No one likes thinking about estate planning and planning for the end of their life. It’s uncomfortable to think about our own mortality and being gone while the rest of our family lives on. Nonetheless, considering your options and planning accordingly is important for everyone and should be done sooner rather than later—before it’s too late.
A will is a basic set of instructions that states your wishes for who will be in charge of your assets after you’re gone and who will receive your money (and how much of it).
Oftentimes people think that they don’t need a will, or an estate plan, because they don’t have a lot of assets or very much money to leave to their family. But even if you don’t have much in the way of material wealth, it is important to have a will and an estate plan.

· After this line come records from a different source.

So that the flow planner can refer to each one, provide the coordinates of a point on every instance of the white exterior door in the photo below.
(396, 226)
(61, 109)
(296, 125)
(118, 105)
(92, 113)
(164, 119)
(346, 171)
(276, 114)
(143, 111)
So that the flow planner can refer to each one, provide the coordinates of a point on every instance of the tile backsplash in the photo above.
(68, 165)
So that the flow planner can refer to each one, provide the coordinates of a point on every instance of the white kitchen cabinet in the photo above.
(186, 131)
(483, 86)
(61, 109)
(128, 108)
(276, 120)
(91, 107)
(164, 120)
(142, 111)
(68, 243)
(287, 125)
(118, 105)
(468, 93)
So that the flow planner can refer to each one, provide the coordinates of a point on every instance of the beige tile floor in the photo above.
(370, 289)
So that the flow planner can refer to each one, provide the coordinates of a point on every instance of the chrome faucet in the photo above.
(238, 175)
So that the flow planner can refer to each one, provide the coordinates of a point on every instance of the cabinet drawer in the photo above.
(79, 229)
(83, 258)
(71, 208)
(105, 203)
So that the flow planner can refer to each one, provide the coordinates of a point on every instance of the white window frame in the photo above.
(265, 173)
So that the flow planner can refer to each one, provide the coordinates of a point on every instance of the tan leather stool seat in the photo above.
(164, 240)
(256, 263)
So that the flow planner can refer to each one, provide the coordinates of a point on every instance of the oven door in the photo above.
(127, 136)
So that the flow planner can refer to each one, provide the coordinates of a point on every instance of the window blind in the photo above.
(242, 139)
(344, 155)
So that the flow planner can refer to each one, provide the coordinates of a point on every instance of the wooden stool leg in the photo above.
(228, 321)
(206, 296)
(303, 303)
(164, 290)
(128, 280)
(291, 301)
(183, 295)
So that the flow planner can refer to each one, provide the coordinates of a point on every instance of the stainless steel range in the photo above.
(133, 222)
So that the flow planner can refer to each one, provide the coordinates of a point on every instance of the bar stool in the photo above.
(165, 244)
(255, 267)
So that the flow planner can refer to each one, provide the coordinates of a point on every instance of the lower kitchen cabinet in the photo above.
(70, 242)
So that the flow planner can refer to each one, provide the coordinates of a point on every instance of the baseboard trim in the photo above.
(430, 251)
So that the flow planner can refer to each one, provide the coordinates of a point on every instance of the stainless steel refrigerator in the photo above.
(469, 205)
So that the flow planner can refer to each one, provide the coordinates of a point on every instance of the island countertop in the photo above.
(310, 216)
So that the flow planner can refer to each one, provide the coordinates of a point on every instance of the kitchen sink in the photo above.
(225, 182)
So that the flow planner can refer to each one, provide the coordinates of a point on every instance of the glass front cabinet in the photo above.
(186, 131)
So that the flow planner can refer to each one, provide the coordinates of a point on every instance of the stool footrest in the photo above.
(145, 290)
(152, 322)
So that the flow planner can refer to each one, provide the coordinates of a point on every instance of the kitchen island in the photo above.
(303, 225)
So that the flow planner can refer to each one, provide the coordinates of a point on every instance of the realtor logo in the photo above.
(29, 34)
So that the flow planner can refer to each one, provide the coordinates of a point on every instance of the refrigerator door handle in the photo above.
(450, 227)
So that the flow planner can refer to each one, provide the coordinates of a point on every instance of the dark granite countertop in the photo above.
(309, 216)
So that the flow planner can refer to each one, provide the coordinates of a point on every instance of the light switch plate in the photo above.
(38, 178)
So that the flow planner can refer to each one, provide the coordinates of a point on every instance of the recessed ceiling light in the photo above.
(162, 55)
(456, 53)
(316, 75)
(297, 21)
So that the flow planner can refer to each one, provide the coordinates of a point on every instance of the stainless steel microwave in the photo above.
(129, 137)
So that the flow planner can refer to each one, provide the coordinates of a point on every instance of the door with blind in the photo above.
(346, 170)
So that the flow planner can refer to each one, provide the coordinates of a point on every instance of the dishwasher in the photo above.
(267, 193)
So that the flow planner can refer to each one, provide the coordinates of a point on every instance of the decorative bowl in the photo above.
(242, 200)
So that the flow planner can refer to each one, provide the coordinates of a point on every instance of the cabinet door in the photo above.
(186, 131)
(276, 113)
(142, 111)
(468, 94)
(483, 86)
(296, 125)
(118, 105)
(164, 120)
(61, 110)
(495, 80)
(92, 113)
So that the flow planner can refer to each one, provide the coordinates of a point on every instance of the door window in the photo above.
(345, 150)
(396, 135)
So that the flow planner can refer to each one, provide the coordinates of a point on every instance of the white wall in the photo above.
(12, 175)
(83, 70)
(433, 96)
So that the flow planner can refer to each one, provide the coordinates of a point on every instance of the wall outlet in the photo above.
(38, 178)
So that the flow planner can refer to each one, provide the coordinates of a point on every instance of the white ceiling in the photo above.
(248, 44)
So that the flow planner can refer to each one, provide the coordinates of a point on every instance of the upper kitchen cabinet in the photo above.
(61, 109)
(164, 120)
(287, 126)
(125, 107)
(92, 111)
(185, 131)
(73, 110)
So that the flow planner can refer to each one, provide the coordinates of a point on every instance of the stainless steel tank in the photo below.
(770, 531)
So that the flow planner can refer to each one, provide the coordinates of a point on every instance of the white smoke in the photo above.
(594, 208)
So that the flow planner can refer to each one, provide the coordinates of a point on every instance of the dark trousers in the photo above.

In fact, you already have an estate plan—you just may not know it. The state of Ohio, if you do not have any written instructions for your estate, plans for you. State law (http://codes.ohio.gov/orc/2105.06) in Ohio will determine which person receives your money and assets—and how much—as well as who will become the guardian of young children you may have. Typically, the state will give everything to your surviving spouse, and if the spouse is not surviving, everything will go to your children. If there is no family surviving, including your parents or next of kin, everything in your estate will go to the state of Ohio.
What the state of Ohio determines for you may not be what you actually want for your estate and your family. You might want to leave money or assets to relatives outside your immediate family or to a worthy charity. If you have investments, you might want to name someone to manage them. If you have a blended family, you might want to leave a certain amount to each part of your family.
A will allows you to express your wishes so that your legacy is properly passed on and your family and assets will be properly cared for after you’re gone.
For many folks, a will is not sophisticated enough for their needs. For example, if a person faces federal estate taxes, holds real estate in more than one county, has beneficiaries with special needs, or wishes to avoid the fees, delay, and publicity of probate, then a living trust may be appropriate … especially if those “special needs” beneficiaries face a divorce, bankruptcy, gambling, or substance abuse problem. Even if the living trust is the right choice, a will is necessary to make sure all assets end up in the living trust.